Kai Ryssdal: Commentator Angela Glover Blackwell.

Angela Glover Blackwell: But over time, that bold spirit seemed to leak away. Soon, politics took over the way we spend money on transportation. We entered an age that pleased car-loving, middle-class, suburban voters — and created a nationwide system of haves and have-nots. Elevated highways left gashes through poor, black urban neighborhoods. Super highways kept sprawling into the exurbs.

We forgot that smart, effective, affordable transportation options are what make America run. We need to be fairer and smarter about the way we think about transportation. Instead, many in Congress are labeling crucial transportation projects as “pork,” and are eagerly threatening deep cuts that can hurt transit systems that are just barely getting by. And that’s on top of the drastic cuts already happening at the city and state level.

More than 90 percent of all transit systems had to cut service or raise fares last year. That’s a double whammy for poor people who rely on public transit. Millions of working people have to walk farther to the bus stop and pay more when they get on. And the people being laid off by the public transit systems — the bus drivers, the ticket booth operators, the mechanics — are disproportionately people of color. Black unemployment is nearly double the rate of whites.

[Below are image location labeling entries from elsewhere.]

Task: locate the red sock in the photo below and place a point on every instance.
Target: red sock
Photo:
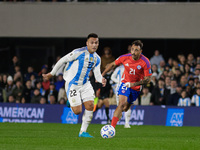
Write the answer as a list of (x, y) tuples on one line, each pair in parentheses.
[(114, 121)]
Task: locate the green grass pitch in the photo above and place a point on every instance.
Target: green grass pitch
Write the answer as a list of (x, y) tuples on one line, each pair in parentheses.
[(52, 136)]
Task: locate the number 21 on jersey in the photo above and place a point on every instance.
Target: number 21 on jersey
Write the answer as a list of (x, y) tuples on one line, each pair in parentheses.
[(132, 71)]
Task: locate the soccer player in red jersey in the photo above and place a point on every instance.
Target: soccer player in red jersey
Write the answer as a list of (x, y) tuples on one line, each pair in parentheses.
[(137, 73)]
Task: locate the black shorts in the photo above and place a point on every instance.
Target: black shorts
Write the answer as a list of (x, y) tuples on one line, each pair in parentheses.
[(104, 93)]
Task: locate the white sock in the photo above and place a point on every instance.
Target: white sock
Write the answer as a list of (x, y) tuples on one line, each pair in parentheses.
[(127, 116), (86, 119)]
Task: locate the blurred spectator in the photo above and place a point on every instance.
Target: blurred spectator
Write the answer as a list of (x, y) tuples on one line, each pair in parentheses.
[(15, 62), (52, 99), (157, 58), (196, 98), (18, 90), (160, 94), (175, 66), (30, 71), (184, 100), (145, 97), (173, 86), (62, 101), (1, 95), (28, 92), (198, 59), (11, 99), (10, 86), (18, 74), (197, 73), (188, 90), (196, 80), (33, 80), (51, 91), (36, 97), (187, 71), (4, 83), (170, 63), (191, 84), (106, 58), (45, 84), (177, 75), (1, 80), (60, 82), (167, 82), (191, 61), (18, 100), (154, 69), (43, 100), (39, 86)]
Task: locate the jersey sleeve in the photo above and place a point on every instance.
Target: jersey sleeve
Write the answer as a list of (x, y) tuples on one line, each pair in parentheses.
[(119, 61), (97, 71), (65, 59), (147, 69), (114, 75)]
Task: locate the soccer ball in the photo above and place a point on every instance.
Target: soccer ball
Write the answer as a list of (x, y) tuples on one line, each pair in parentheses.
[(107, 131)]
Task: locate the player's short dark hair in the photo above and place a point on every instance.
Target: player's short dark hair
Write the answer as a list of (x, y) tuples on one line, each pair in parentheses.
[(138, 43), (93, 35)]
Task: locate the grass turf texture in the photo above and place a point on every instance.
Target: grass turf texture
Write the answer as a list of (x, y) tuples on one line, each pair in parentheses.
[(47, 136)]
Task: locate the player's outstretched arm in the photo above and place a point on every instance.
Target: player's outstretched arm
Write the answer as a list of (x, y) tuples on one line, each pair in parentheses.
[(109, 67), (142, 82), (47, 76)]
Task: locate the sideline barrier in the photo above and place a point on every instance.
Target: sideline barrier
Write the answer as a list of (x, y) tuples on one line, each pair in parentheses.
[(140, 115)]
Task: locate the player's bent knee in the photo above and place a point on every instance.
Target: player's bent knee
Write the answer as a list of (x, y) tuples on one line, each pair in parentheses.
[(89, 105), (76, 110)]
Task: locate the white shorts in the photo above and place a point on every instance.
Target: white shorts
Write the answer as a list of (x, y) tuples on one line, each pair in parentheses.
[(78, 94)]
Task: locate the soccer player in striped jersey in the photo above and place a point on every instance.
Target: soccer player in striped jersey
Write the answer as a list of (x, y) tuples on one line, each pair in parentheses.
[(137, 72), (78, 65)]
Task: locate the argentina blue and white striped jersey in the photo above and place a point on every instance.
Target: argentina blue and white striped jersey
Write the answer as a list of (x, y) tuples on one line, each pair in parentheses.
[(184, 102), (196, 100), (79, 63), (117, 76)]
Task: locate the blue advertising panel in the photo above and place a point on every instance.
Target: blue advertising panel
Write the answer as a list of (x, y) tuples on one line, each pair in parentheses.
[(36, 113), (175, 117), (140, 115)]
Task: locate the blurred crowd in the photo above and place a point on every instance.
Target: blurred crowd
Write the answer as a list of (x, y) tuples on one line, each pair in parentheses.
[(175, 81)]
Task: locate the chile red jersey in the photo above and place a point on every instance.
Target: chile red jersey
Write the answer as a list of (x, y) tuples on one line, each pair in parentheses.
[(135, 70)]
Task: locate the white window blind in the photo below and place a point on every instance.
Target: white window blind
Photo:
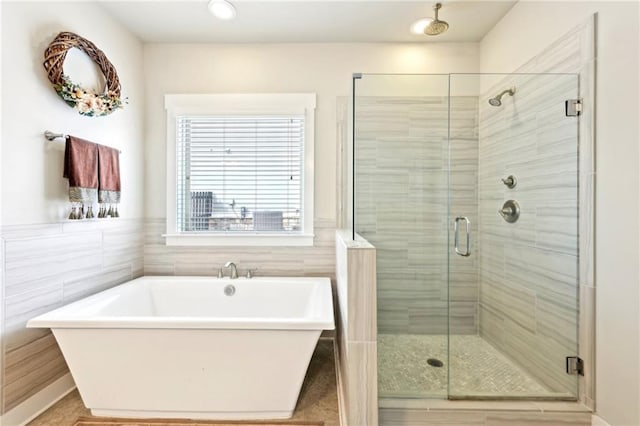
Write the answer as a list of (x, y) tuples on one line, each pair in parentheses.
[(240, 174)]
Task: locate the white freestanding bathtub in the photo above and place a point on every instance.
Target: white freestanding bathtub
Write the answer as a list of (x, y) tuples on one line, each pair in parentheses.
[(184, 347)]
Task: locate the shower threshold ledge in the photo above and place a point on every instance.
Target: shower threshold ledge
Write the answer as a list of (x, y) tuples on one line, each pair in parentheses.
[(483, 405)]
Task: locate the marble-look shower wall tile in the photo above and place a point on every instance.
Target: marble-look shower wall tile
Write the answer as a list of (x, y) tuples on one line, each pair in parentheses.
[(46, 266), (403, 177), (357, 331), (536, 260)]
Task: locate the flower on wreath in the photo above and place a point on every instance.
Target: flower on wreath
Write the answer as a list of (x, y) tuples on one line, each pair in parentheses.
[(87, 102)]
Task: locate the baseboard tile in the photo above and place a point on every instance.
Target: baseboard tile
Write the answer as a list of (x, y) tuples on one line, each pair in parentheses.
[(598, 421), (34, 406), (342, 407)]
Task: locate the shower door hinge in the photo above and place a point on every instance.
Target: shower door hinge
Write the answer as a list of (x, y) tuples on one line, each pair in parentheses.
[(575, 365), (573, 107)]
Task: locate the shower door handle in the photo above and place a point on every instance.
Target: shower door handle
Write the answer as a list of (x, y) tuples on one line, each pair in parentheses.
[(456, 239)]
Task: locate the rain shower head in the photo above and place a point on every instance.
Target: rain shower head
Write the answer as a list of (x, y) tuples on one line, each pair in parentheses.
[(497, 100), (436, 26)]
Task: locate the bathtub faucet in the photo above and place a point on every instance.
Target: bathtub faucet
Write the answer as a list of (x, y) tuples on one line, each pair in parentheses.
[(234, 270)]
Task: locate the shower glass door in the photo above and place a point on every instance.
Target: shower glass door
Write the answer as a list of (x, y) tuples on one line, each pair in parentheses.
[(401, 172), (513, 296), (467, 186)]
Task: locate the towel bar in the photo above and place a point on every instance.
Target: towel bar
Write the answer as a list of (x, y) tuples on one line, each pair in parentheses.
[(50, 136)]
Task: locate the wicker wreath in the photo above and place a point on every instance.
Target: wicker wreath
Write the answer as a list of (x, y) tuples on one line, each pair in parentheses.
[(84, 101)]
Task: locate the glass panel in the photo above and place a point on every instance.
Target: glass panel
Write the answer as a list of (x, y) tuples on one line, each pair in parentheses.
[(513, 301), (401, 163)]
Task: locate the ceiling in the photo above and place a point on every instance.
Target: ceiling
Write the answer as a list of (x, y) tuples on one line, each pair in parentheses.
[(302, 21)]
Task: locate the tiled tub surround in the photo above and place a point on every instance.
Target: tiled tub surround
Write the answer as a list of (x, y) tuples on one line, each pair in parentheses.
[(356, 325), (402, 156), (47, 266)]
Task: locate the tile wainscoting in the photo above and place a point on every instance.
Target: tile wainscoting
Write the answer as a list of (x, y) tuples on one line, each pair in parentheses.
[(44, 267), (318, 260)]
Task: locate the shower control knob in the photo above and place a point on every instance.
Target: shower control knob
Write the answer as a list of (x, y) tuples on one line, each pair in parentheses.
[(510, 211), (510, 181)]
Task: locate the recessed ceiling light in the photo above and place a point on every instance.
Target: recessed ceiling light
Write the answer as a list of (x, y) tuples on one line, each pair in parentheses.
[(222, 9), (419, 26)]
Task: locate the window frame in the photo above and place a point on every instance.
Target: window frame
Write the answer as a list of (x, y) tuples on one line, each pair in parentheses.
[(241, 104)]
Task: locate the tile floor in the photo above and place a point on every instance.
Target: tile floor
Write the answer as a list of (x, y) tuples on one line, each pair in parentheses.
[(477, 369), (318, 399)]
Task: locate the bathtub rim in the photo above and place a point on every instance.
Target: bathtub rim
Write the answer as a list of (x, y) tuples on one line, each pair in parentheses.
[(60, 318)]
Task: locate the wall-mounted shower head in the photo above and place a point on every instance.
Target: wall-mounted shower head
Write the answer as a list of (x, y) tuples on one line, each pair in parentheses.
[(497, 100), (436, 26)]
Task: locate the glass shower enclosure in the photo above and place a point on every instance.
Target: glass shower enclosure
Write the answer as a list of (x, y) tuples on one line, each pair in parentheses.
[(467, 186)]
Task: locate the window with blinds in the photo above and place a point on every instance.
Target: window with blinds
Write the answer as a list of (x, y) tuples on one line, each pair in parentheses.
[(238, 174), (240, 169)]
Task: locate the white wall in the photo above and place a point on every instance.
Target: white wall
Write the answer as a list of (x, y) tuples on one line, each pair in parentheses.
[(33, 190), (325, 69), (520, 35)]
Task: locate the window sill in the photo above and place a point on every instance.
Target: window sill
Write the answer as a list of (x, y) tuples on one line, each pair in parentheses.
[(251, 240)]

But the good news is that transportation investments pay off — now and in the future. They create jobs. They get people to their jobs. And investments in public transit pay off even more — creating more construction and operating jobs per dollar spent than comparable highway projects. Transportation is the engine that powers our economy. Let’s make sure it connects and serves all Americans.


Ryssdal: Angela Glover Blackwell is the president of the research group Policy Link.